Nakata's movie is less obviously a fantasy ghost story. Far less commercially aimed at the masses than The Ring was, his work with screenwriter Ehren Kruger is potentially more disturbing this time around because it plays off the real-life issue of postpartum depression and the ripped-from-the-headlines tales of mothers who have drowned their children as a result. In taking control of Aidan, Samara makes onlookers suspect that Rachel is indeed trying to drown her son. Now, if Nakata and Kruger had taken the final step of making the audience suspect that Rachel is crazy -- and that Samara is now all in her mind (think Donnie Darko's Frank the Bunny) -- The Ring Two could have been a dark masterpiece, and its apparent illogic would be easily explainable. Opportunity is missed, though; even an objective onlooker (Simon Baker) corroborates the ghostly visions.

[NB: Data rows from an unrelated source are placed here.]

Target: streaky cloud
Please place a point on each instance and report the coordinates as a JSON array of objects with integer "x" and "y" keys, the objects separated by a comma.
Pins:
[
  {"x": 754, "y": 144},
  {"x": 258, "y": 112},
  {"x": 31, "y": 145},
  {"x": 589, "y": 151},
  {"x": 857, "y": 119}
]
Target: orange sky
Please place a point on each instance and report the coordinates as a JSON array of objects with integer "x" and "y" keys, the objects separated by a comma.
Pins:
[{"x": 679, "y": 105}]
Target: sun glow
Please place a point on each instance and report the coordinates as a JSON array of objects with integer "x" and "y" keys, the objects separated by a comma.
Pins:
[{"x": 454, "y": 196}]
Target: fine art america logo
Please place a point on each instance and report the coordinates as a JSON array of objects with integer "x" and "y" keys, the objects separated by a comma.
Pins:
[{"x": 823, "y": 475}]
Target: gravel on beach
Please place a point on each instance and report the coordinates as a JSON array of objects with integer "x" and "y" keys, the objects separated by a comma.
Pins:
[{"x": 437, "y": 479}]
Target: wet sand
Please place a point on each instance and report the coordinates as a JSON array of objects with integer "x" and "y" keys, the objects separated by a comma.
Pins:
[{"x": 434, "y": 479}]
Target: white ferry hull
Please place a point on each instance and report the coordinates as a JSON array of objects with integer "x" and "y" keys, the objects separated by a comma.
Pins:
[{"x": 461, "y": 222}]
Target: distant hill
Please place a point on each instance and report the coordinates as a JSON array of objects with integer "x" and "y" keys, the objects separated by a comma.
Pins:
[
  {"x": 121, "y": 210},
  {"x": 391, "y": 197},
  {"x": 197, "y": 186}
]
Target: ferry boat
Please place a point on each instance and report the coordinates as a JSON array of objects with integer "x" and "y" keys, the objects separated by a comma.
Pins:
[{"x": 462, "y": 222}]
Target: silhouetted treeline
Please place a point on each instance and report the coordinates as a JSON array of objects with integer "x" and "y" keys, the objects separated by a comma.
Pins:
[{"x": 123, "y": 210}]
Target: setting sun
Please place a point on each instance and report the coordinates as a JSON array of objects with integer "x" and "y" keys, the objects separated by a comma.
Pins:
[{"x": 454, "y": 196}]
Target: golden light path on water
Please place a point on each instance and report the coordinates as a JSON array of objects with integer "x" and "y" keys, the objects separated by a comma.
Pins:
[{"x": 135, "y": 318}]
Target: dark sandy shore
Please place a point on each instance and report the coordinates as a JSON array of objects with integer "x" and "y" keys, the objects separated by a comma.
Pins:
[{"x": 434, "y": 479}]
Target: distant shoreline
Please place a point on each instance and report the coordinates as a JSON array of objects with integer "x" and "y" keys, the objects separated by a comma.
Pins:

Nakata does offer some comic relief that Verbinski didn't: Office Space's Gary Cole as a slick real estate broker trying to unload Samara's cursed childhood home. Though initially out of character for the flick, his presence is a welcome respite from the unremitting tension.

The best official Ring movie remains Ring 0: Birthday, a look at the teen years of Sadako (Samara's Japanese counterpart) that subverts the story you think you know and truly wrenches your heart at the end. Kruger's rewritten Ring saga rules out adolescence for Samara, so you'll have to look up the Asian DVD yourself, but it's way more worthwhile than The Ring Two.